The apologetics of the Vanguard art gives an impression of immortality.
Malevitch, contradictory to his own statements in the 30's, goes back to
the realistic portrait art. The explanation of the "utopian" radicalism
of Russian Vanguard is fed by two complexes: national inferiority and national
exceptionality. This to a significant extent may be said for any other
national Vanguard.
These conclusions in no case aim to underestimate the works of the
Bulgarian composers mentioned above. On the contrary - they emphasize their
talent and originality: "The original author is like a plant - he grows
spontaneously out of the living root of the genius, and he does create
itself, but grows up". I am totally agree with the following statement:
"Today we seem to regard the Vanguard not as a project of our, or the future
world, but rather as an expression of the personal creativity of distinguished
artists" (Bergson 1996: 227). The method is individual, not universal.

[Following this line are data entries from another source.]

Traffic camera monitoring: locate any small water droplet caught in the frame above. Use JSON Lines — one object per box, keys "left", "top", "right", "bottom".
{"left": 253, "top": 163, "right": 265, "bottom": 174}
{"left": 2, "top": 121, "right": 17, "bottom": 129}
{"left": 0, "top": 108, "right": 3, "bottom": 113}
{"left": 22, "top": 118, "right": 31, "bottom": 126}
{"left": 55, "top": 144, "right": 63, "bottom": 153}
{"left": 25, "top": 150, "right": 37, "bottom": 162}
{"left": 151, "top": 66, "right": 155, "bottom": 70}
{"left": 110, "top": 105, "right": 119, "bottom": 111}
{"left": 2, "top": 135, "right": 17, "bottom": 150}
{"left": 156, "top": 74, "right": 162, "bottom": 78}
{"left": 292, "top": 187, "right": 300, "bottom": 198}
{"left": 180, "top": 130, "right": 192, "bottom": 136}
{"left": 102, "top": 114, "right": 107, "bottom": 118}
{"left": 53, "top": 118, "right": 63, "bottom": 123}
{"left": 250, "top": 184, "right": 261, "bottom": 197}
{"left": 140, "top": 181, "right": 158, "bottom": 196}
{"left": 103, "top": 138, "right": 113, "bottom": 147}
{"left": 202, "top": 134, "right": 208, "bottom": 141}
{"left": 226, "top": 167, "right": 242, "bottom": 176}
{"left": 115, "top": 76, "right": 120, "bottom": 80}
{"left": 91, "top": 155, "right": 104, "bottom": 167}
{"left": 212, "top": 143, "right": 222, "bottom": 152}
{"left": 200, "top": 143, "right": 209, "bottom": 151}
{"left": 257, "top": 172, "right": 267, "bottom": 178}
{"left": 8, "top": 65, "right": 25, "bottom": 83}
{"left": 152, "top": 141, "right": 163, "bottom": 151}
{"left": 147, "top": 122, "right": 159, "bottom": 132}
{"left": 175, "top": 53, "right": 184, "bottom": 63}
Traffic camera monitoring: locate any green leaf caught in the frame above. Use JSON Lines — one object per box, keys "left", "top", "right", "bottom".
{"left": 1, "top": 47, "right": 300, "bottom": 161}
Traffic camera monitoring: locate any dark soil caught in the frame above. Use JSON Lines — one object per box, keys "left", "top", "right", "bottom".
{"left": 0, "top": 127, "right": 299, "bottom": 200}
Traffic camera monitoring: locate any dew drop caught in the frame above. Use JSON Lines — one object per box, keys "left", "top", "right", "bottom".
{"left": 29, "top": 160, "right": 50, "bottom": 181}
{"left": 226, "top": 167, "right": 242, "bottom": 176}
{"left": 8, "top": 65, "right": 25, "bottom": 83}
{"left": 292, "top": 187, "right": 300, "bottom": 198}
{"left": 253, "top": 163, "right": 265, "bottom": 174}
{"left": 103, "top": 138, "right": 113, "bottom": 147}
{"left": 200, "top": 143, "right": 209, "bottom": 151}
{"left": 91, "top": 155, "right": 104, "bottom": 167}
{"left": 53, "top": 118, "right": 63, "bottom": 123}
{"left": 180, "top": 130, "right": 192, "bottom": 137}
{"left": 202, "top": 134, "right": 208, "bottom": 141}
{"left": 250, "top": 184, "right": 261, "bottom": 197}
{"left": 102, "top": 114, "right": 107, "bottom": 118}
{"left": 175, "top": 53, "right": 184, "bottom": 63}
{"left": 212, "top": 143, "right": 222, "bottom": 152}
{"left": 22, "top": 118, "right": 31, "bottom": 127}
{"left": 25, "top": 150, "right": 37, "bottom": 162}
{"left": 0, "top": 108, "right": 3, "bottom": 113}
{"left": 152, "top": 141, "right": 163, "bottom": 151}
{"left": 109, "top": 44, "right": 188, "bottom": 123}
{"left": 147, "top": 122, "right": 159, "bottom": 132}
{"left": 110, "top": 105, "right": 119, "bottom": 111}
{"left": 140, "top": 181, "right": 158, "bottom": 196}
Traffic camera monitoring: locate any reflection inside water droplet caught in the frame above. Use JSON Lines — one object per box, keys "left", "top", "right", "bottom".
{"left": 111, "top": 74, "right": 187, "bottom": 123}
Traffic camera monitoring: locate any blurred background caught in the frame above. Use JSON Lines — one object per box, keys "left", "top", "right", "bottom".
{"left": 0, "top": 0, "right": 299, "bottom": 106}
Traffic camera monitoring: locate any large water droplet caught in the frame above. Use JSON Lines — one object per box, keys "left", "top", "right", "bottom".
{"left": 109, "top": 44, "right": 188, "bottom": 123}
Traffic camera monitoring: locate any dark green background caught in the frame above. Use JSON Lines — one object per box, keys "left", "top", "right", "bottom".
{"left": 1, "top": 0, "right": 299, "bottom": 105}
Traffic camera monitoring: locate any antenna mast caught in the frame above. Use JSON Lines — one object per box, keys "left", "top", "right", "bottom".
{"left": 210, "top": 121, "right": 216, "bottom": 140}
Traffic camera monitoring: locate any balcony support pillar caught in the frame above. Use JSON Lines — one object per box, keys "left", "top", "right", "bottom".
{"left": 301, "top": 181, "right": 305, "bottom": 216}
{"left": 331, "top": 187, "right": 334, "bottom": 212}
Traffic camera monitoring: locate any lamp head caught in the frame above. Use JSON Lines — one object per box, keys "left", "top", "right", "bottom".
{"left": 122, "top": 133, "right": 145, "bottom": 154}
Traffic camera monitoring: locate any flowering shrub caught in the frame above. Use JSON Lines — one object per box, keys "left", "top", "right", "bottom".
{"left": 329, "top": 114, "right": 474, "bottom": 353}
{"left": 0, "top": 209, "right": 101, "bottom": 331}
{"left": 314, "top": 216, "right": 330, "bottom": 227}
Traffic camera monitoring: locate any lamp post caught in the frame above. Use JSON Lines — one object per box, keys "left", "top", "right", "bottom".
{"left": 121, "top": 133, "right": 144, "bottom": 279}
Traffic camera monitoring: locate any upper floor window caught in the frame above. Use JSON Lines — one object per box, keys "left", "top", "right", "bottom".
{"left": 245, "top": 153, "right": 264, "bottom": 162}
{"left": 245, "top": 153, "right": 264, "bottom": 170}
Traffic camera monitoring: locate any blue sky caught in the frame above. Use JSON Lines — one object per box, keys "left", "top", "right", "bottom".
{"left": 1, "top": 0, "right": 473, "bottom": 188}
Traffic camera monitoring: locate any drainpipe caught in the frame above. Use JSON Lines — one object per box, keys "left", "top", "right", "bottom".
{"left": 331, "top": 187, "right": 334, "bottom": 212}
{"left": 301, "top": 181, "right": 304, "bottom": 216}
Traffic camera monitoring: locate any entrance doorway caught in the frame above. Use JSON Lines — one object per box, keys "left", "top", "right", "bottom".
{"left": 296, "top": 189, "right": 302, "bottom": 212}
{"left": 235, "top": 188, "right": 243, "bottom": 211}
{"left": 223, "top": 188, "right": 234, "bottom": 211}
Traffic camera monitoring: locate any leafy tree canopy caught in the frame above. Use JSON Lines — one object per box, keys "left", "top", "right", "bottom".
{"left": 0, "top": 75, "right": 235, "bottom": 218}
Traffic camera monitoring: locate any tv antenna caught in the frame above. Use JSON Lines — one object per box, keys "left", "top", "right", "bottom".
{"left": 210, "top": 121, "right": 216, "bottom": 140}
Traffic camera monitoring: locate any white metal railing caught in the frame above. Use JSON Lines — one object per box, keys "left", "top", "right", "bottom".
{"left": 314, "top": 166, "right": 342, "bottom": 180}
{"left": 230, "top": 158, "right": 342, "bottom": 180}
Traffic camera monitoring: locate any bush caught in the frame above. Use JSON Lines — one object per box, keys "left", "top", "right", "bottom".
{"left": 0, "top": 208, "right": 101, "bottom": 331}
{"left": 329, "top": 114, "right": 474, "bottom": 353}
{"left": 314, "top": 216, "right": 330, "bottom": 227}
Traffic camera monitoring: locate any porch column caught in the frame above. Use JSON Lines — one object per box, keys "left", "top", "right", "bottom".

In literature, the problem of the Vanguard does not hold a central
position anymore. There are numerous reasons for this. In his book "Cultural
Contradictions of Capitalism" Daniel Bell says: "… The impulse of the Modern
is perfectly exhausted, the era of the Vanguard has reached its end; even
if it continues to spread some influence, its creativity is past". (Bell
1976:125).
Notes:
BELL, Daniel 1976: The Cultural Contradictions of Capitalism.
New York.
BERGSON, Anri 1996: Tworcheskata evolutsija (Creative Evolution),
Sofia.
GRIFITHS, Paul 1980: "Avant-garde". New Grove Dictionary, London
1980.
TROSTNIKOV, M. V. 1997: Poetologia. Moskva.